Trying to escape a living
Doin' the best I can in retreat ....
When it's time for leavin'
I hope you understand
I eat peaches and then I eat the can.
Yes, we enter the age of armchair sports. If I got in a ring\octagon cage with any of the people purported to be Mixed Martial Arts masters today, male or female fighter .... we may all shudder about the outcome. I have a glass jaw as it is.
At two hundred sixty-five pounds, Brock Lesnar has won the Heavy Weight Title in MMA Ultimate Fighting Championship. Sometimes the announcers have a little insider information, like a fighter is fighting tonight to buy his wife a new house if he wins. No glory in just walking to your possible death, he or she is fighting for the glory and sanctity of a sound marriage; who would dare contest their bond? Brock was fighting for his bride that night.
In professional wrestling, comic books came to life. Acrobats made a cause out of Insanity. Insane Clowns Posse exemplify our pro wrestling national augmentality. Edge of suburbia, white flight city dwellers desire and cherish blood sport. The sport of blood has developed NERO-ian dirty boxing face of chain link and Jack's Links. Barefoot and bare knuckled, almost Coloseum gigantic due to TV audience, and wearing garb from their Dojo's, MMA participants are amazing athletes.
Brock Lesnar started in the pro wrestling arena tossing around Hulk Hogan. He has now conquered and captured the image of UFC MMA. See the pro wrestler tiny togs, Speedo tighties, that come with pounding Hogan into canvas in pro wrestling on Brock?

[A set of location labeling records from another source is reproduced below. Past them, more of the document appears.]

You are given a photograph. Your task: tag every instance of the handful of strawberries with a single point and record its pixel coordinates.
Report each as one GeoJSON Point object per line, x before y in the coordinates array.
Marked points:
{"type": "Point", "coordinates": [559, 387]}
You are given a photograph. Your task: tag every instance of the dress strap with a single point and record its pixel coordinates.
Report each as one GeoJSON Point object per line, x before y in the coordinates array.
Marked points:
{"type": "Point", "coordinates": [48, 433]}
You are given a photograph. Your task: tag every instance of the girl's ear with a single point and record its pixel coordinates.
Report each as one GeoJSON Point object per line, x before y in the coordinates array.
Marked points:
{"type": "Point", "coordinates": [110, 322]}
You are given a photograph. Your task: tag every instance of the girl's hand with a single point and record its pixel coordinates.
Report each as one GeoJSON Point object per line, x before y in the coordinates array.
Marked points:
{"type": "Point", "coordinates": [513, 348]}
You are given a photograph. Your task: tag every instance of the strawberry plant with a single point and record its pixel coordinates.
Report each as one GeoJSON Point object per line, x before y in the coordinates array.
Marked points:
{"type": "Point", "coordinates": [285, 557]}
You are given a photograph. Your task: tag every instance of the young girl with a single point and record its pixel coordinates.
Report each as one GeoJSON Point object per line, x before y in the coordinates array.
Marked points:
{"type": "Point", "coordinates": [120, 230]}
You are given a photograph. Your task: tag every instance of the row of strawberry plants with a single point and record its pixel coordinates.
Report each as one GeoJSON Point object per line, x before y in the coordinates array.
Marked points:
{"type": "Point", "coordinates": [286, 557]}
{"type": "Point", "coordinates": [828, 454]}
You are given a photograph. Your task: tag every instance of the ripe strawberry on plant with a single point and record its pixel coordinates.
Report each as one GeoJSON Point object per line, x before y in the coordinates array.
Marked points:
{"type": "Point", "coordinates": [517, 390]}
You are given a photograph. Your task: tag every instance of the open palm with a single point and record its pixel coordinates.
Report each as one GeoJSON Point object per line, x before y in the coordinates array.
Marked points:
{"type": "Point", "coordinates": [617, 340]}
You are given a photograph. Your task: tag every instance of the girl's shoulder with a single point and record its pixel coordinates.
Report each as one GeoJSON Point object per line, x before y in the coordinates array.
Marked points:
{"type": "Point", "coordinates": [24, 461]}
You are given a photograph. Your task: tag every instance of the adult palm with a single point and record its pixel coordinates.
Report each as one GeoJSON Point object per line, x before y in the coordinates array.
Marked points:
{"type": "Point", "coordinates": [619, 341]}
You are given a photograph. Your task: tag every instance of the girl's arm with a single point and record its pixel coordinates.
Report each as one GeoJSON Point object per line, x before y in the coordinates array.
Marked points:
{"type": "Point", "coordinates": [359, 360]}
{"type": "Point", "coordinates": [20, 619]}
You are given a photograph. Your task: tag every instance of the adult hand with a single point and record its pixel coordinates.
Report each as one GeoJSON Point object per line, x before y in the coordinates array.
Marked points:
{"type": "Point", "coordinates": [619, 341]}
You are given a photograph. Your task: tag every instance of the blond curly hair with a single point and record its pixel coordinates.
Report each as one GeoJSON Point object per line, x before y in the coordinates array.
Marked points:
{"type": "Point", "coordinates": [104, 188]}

I think, Joe Rogan might have been the crusader of this phenom, as the mouth of blood sport. But nevertheless, right there on the Brock's thigh is Jack's Links Brand. These little bits of beef jerky were demo'd throughout Wal-mart-dom about the time Brock went to war with Randy Coutre, former heavy weight champ MMA. Beautiful people got a free cup of tasty Jack Links beef and got to watch Brock hammer fist Coutre into the mat. And while that Aryan fist beat his elder's face -- we all could see that Jack Links made him do it ... it's printed on his shorts.
1 comment:
Hi Jeff of CupHolderguy Handle:
This article has the word "cupholder" in it, yes; and I suspect you found us through that. That amuses us to no end. After one of us takes a look at your site we will put it in our blog lists in our sidebar. Sorry, though we rarely advertise.

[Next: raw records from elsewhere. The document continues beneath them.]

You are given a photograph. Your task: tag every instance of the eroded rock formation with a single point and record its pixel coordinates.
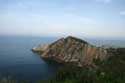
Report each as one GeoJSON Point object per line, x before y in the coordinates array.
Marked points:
{"type": "Point", "coordinates": [72, 50]}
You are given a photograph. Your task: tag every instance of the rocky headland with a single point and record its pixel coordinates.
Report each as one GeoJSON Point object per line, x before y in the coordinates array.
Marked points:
{"type": "Point", "coordinates": [75, 51]}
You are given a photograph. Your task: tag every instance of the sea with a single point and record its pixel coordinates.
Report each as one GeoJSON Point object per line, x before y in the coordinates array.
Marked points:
{"type": "Point", "coordinates": [17, 61]}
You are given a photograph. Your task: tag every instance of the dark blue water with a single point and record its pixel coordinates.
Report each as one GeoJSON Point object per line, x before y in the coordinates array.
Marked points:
{"type": "Point", "coordinates": [17, 59]}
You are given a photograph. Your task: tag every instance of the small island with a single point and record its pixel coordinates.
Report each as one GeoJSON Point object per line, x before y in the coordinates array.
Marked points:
{"type": "Point", "coordinates": [83, 62]}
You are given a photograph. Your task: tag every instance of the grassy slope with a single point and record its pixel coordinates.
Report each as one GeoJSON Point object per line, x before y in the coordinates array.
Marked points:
{"type": "Point", "coordinates": [110, 71]}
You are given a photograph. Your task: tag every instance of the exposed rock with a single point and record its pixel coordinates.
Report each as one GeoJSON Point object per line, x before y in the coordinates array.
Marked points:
{"type": "Point", "coordinates": [72, 50]}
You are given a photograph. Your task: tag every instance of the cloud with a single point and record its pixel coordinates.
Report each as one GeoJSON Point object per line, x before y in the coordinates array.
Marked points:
{"type": "Point", "coordinates": [104, 1]}
{"type": "Point", "coordinates": [122, 13]}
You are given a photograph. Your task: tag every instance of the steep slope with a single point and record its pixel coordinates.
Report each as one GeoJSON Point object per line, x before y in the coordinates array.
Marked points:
{"type": "Point", "coordinates": [72, 50]}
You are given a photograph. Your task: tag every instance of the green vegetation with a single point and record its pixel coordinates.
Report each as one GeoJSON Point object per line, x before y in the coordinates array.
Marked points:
{"type": "Point", "coordinates": [110, 71]}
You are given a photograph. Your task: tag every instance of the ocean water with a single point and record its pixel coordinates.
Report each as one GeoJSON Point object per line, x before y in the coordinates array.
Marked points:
{"type": "Point", "coordinates": [17, 59]}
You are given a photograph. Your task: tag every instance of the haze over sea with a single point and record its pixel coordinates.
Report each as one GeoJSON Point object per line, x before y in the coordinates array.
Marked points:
{"type": "Point", "coordinates": [17, 59]}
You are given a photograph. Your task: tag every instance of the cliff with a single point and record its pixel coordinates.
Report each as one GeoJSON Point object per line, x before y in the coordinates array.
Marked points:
{"type": "Point", "coordinates": [72, 50]}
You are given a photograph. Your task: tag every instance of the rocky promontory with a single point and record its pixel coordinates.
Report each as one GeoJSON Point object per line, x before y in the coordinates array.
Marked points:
{"type": "Point", "coordinates": [73, 50]}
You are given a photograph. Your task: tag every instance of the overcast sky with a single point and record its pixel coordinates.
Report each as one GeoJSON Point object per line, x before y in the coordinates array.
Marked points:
{"type": "Point", "coordinates": [90, 18]}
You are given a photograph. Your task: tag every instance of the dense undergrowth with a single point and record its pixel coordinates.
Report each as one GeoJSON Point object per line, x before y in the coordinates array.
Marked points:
{"type": "Point", "coordinates": [109, 71]}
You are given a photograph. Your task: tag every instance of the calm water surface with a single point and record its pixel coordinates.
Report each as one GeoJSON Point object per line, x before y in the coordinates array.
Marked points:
{"type": "Point", "coordinates": [17, 59]}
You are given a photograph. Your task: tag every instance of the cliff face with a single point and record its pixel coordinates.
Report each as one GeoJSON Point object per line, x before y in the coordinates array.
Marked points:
{"type": "Point", "coordinates": [72, 50]}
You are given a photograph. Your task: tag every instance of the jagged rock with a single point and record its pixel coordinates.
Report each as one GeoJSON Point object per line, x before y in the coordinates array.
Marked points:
{"type": "Point", "coordinates": [72, 50]}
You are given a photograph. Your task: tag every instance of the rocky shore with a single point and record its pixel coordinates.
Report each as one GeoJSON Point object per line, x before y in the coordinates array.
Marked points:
{"type": "Point", "coordinates": [75, 51]}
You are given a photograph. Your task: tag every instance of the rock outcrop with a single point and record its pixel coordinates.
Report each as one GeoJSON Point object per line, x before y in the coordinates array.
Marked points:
{"type": "Point", "coordinates": [72, 50]}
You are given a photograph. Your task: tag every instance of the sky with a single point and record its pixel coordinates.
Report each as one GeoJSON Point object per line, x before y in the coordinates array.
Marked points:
{"type": "Point", "coordinates": [89, 18]}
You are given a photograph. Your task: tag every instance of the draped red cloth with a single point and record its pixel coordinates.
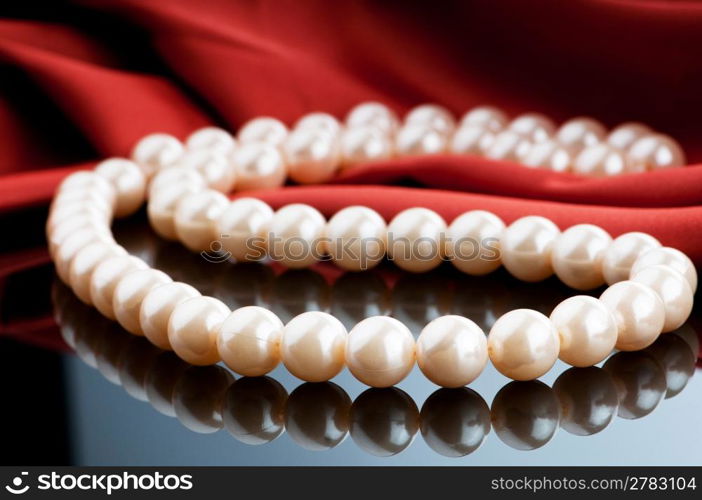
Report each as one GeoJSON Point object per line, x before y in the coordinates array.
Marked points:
{"type": "Point", "coordinates": [86, 80]}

This blog is about good news, old news, fiction -- designed for helping writers with wakeup. We are writers' writers bent on helping others to "get started."
Consider it like a magazine in a waiting room at the Dentist office. Imagine reading an article, and thinking wow, I didn't know that. That bit of reading gets a writer's juices flowing. No? Yes that is an ambitious claim for anyone.